El padre de George era oficial del Ejército. Yo creía que estaba asignado al cuerpo diplomático, porque viajaba continuamente a Sudamérica, sobre todo a Paraguay y a Bolivia, a veces por mucho tiempo. Por ejemplo, ese año estaba en Paraguay y solo regresó en febrero del año siguiente. En Paraguay y en Bolivia, en esa época, había dictaduras de derecha. En Paraguay, Stroessner, que estaba desde siempre, y en Bolivia, Hugo Banzer. Eso me daba mala espina.
–Entonces lleva a tu hijo –dije–. A George le va a encantar la biblioteca de Clay.
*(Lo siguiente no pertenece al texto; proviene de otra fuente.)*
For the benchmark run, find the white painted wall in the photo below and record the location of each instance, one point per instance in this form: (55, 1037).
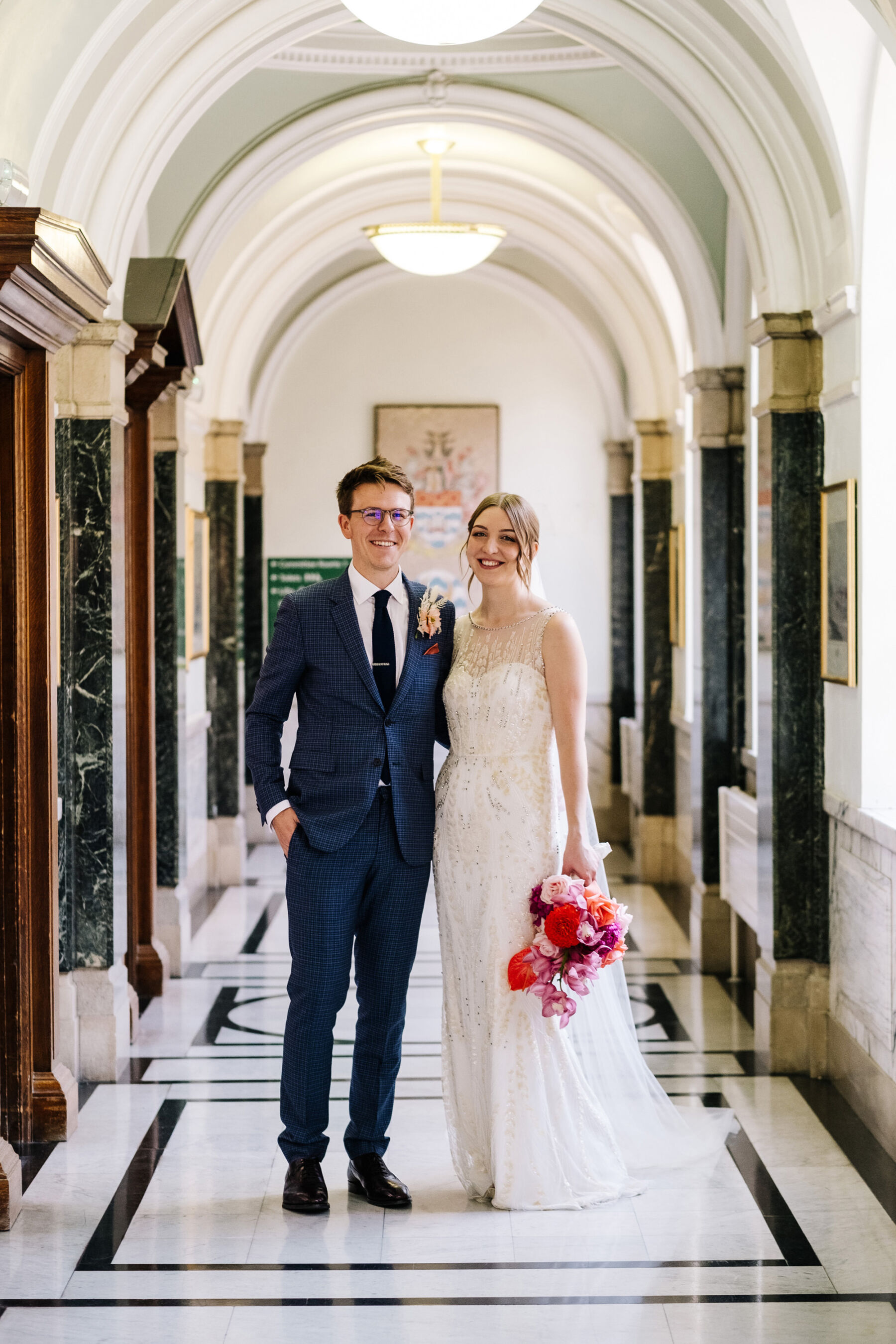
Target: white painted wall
(458, 339)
La tarde del sábado saqué un pastel de jamón y queso del horno y de pronto me distrajo la luna a través de la ventana del comedor. Aún no me acostumbraba a verla de día o a que el sol y la luna estuvieran en lo alto al mismo tiempo. Cada vez que la luna aparecía, yo sentía que de pronto era de noche: ¿o era de noche?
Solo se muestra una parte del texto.